Well, that's as far as I gets, for there's Vee, sittin' behind the silver tea-urn, all dolled up; and Leon, in his black coat, holdin' a plate of dinky little cakes; and a couple of strange ladies starin' at me button-eyed. I'd crashed right into the midst of tea and callers.
Do I pull some easy johndrew lines and exit graceful? Not me. My feet was glued to the rug.
"Beans!" says I, grinnin' simple and danglin' the specimens. "Perfectly good string——"

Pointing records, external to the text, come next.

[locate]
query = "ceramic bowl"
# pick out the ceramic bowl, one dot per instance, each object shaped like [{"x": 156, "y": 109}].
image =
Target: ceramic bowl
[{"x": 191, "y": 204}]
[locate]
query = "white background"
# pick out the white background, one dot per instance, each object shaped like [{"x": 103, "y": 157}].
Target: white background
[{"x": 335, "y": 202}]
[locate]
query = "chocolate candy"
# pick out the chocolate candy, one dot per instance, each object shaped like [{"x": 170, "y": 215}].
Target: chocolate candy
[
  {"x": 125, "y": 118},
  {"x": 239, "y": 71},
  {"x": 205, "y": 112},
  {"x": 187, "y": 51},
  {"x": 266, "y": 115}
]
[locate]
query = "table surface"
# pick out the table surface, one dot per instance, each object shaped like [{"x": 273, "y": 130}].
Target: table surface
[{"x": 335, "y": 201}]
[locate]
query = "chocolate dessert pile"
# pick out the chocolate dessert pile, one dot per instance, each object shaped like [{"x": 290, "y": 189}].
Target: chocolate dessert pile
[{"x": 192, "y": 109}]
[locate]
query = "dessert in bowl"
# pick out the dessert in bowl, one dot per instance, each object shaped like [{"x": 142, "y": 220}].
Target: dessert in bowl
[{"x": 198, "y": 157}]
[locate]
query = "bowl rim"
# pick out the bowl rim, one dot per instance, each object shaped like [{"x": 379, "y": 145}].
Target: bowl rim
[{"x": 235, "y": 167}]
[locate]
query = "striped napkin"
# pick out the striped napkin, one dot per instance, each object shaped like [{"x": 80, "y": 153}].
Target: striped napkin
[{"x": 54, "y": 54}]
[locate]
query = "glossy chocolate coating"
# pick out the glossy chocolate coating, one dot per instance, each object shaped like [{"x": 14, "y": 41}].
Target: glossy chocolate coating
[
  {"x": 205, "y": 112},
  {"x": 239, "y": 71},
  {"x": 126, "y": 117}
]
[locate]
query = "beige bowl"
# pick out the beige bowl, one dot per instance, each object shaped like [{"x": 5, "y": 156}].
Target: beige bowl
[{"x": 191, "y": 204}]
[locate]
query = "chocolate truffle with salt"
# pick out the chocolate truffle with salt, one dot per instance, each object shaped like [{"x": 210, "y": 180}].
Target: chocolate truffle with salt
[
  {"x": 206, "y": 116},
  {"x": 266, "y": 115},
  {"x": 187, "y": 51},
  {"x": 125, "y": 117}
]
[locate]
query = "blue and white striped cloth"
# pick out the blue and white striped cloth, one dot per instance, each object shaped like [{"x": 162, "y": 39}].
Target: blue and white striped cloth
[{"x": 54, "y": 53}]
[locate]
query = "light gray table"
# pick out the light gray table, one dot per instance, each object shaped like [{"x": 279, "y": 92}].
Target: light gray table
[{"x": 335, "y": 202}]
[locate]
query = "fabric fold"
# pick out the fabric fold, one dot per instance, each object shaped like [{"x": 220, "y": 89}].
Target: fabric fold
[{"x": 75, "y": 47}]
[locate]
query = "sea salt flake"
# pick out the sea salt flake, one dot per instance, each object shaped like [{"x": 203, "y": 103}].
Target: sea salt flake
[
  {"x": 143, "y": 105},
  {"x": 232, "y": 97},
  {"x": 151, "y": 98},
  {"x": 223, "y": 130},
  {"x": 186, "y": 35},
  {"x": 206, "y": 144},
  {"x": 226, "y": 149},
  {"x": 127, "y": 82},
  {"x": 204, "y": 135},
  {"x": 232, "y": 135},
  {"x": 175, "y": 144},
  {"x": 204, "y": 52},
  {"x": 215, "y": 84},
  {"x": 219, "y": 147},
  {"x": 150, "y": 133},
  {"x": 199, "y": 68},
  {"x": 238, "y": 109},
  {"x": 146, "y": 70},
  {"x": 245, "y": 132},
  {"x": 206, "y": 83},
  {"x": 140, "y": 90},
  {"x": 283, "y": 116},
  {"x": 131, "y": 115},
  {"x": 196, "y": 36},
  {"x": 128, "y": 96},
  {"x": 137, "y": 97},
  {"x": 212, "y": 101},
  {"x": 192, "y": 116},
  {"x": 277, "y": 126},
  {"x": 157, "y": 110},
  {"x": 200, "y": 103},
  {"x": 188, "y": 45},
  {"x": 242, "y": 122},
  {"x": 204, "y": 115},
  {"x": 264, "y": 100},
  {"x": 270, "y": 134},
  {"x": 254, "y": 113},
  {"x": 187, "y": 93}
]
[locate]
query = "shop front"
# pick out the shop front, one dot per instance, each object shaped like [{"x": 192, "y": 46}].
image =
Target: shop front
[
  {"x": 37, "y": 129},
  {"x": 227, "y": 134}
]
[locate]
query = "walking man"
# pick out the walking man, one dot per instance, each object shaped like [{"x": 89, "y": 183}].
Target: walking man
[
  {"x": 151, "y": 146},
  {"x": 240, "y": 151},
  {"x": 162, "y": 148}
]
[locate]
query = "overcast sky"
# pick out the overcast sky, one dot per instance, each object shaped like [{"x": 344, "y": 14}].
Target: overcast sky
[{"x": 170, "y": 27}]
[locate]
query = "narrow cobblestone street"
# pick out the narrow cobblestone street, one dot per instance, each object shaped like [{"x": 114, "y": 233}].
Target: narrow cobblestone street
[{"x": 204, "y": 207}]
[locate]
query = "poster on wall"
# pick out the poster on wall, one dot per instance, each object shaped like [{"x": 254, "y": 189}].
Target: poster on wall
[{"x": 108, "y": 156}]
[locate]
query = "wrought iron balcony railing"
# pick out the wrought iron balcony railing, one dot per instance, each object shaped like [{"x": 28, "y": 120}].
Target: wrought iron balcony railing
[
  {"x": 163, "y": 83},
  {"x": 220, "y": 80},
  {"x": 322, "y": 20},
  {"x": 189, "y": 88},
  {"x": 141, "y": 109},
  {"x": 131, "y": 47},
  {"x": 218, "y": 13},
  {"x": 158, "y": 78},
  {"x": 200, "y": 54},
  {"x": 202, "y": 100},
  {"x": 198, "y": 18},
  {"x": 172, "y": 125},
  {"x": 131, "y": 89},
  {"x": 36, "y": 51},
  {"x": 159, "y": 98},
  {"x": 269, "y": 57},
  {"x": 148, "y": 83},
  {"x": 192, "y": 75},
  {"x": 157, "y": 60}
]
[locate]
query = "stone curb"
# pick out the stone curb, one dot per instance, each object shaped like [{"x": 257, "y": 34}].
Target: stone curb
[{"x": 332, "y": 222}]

Then I catches the eye of the stiff-necked dame with the straight nose and the gun-metal hair. No, both eyes, it was; and a cold, suspicious, stabby look is what they shoots my way. No wonder I chokes off the feeble-minded remarks and turns sort of panicky to Vee, half expectin' to find her blushin' painful or signalin' me to clear out. Nothing like that from Vee, though.
"Not ours, Torchy?" says she, slidin' out from behind the tea-table and rushin' over. "Not our very own?"
"Uh-huh!" says I. "Just picked 'em."
At which the other caller joins in unexpected.
"From your own garden?" says she. "How interesting! Oh, do show them to me."
"Why, sure," says I. "Guess we're doin' our bit, ain't we?"
She's a wide, dumpy-built old girl, and dressed sort of freaky. Also her line of talk is a kind of purry, throaty gush that's almost too soothin' to be true. But anybody who makes only half a bluff at being interested in our garden wins us. And not until she's inspected our first string-beans through her gold lorgnette, and remarked twice more how wonderful it was for us to raise anything like that, does it occur to Vee to introduce me proper to both ladies.